Infelizmente, não basta detectar os problemas — é preciso encontrar soluções sensatas para os resolver.
A deputada do PSD Mónica Quintela respondeu ao meu artigo “Um forte candidato ao Óscar de ideia mais parva de sempre”, sobre as novas e demenciais regras de distribuição electrónica de processos em tribunal, com um artigo no PÚBLICO onde se propõe “esclarecer” aqui este vosso criado sobre a necessidade da nova lei. É logo o primeiro equívoco: nunca coloquei em causa a necessidade de melhorar a transparência do processo de distribuição dos juízes. Aquilo que disse — e reafirmo — é que esta é uma maneira extremamente palerma de o fazer. A ideia é boa. A lei é estúpida. O que não é uma novidade: o que mais há por aí (outro exemplo: a obtusa lei dos sefarditas) é legislação cheia de boas intenções e de péssimos efeitos. Esta é mais uma delas.
Mónica Quintela escreveu no diário As Beiras que “a Operação Lex permitiu que viesse a público a falta de fiabilidade” do sistema de escolha de juízes, e que não é por acaso que o Ministério Público exigiu “assistir à distribuição do processo Marquês por temer que o sorteio fosse manipulado”. No seu entender, essa “é uma possibilidade bem real”. Está certo. Outras ideias com as quais concordo: a falta de sindicância do famoso algoritmo é um problema grave, tal como é um problema que a gestão e administração do sistema informático Citius esteja na dependência do Ministério da Justiça, logo, do Governo.
Infelizmente, não basta detectar os problemas — é preciso encontrar soluções sensatas para os resolver. Ora, na sua resposta, Mónica Quintela começa por garantir que juízes, procuradores e advogados não estão convocados apenas para ver um oficial de justiça teclar e clicar num computador, para logo de seguida explicar que eles estão convocados precisamente para ver um oficial de justiça teclar e clicar num computador. O suposto desmentido de Quintela é, afinal, uma confirmação do que escrevi.
As palavras são suas: “A fiscalização da distribuição impõe-se, desde logo, para assegurar que todos os nomes dos juízes daquele tribunal sejam inseridos no sistema, e não apenas alguns.” Se o oficial de justiça “só introduzir um nome no sorteio, é esse nome que é sorteado e o juiz escolhido. Além disso, pode o funcionário fazer os sorteios que entender até sair determinado nome e sem que alguém saiba. E para que isso não suceda é necessária a tal ‘burocracia’”.
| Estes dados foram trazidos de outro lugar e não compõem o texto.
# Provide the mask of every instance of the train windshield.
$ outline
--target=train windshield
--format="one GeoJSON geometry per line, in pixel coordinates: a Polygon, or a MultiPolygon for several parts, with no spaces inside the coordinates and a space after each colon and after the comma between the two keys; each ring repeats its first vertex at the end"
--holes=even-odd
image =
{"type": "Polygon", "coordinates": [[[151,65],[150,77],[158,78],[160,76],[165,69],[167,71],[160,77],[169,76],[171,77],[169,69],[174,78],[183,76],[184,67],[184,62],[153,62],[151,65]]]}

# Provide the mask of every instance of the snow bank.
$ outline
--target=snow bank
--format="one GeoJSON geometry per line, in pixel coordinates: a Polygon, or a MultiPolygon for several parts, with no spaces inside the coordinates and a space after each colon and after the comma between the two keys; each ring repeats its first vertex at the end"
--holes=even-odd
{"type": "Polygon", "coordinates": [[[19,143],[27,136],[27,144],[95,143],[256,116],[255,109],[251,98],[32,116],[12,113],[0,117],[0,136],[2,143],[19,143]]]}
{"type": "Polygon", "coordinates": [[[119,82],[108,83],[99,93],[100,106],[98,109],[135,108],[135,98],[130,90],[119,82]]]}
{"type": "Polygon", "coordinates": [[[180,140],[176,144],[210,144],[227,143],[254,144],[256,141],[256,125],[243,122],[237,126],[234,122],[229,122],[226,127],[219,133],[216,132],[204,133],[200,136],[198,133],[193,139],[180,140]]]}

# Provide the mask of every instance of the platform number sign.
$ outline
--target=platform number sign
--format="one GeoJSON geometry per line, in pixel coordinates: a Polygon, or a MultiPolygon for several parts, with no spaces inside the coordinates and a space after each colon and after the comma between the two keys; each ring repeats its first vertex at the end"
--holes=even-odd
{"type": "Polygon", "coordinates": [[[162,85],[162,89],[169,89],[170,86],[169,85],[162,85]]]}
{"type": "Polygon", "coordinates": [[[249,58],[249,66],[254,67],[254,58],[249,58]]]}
Só que não é. Mónica Quintela exemplificou a sua tese com os sorteios de antigamente, feitos com esferas. Antes do sorteio, certa esfera era aquecida ou congelada para o responsável pelo sorteio saber qual tirar. “Os operadores judiciais não vão só assistir ao tirar a esfera do saco”, explica a advogada do PSD. “Vão ver se todas as esferas foram postas no saco para garantir que todos os juízes são sorteados.”
Esta explicação é abracadabrante em 2023. A deputada Mónica Quintela não tem de perceber de computadores, mas deve saber que já não vivemos no tempo das esferas. Para cada problema que colocou, uma equipa de engenheiros informáticos minimamente competente encontrará soluções infinitamente mais eficientes do que desperdiçar centenas de horas de trabalho inútil de agentes judiciais. É tudo uma questão de programação, de registos de entrada e de inventariação dos vários passos do sorteio, para futura sindicância. Será que não há assessores no Parlamento? Não há informáticos? A não ser que Mónica Quintela ainda se desloque de coche para a Assembleia da República, os seus argumentos são incompreensíveis.